We ventured out of town, brought a picnic lunch and even grabbed take-out for dinner, all of our of us together all day. But you know what I think the most enjoyable time for my wife may have been?
The extra 45 minutes she spent sleeping in, without having to make breakfast or answer demands. You see, my two-year-old daughter wakes up by 6 a.m. sharp every day calling out in a pitch that is a notch underneath screaming, “Mommy. Mommy, where are you. Time to get out.” Repeat ad nauseam until she is taken out of her crib.
Part of my Mother’s Day gifts (from the kids of course) was the promise to get up with the two of them. I closed our bedroom door behind me, distracted the kids and made them breakfast so she could get a little extra time in.
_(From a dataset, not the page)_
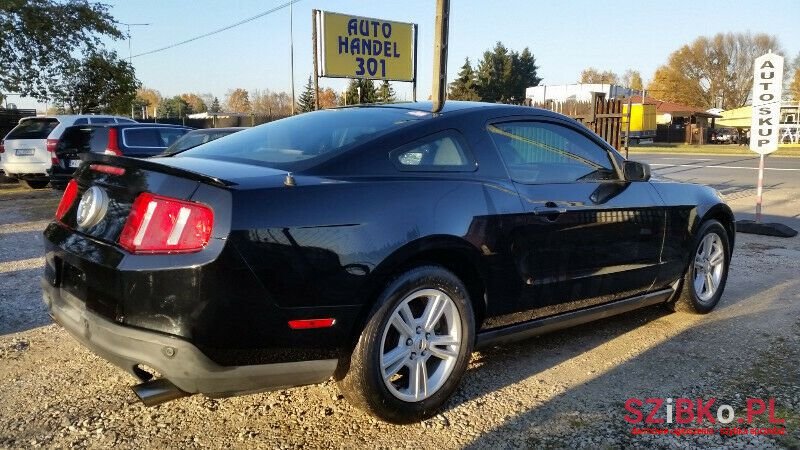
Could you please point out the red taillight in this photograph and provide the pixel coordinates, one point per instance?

And she even thanked me for it again that evening. Sure, everything else was nice about the day, and we even gave her a few other gifts, but the fact that she thanked me again for it says enough.
It’s the little things. Making breakfast for the kids, clearing the table, taking out the garbage or being the first to respond to one of the kids’ needs that can be some of the best gifts. The monotonous, necessary daily tasks.
You know as a dad we can tend to get second pick, especially when our kids are young. There’s an Amy Schumer Saturday Night Live spoof where the mom recaps the day her son was born, and one of the lines has her son of maybe six or seven years old say he had an accident in bed overnight.
The mother character played by Amy says that’s okay, I’m sure you’re dad cleaned it up. The son responds, “no, I wanted you to do it.”
There is so much truth to this. Maybe it’s the kids’ asking for help with their shoes. Maybe they fell down and hurt themselves. Maybe they want seconds. Whatever it may be, if my wife is around, they seem to prefer her.
And between you and me, it’s easy to just sit back and say okay. Okay, your mom can help you with breakfast, the cut, seconds or whatever. But the truth is is they don’t get to make that call. I do. You do.
You could keep giving Mother’s Day presents throughout the year by stepping up. At least occasionally. Start with breakfast once a week.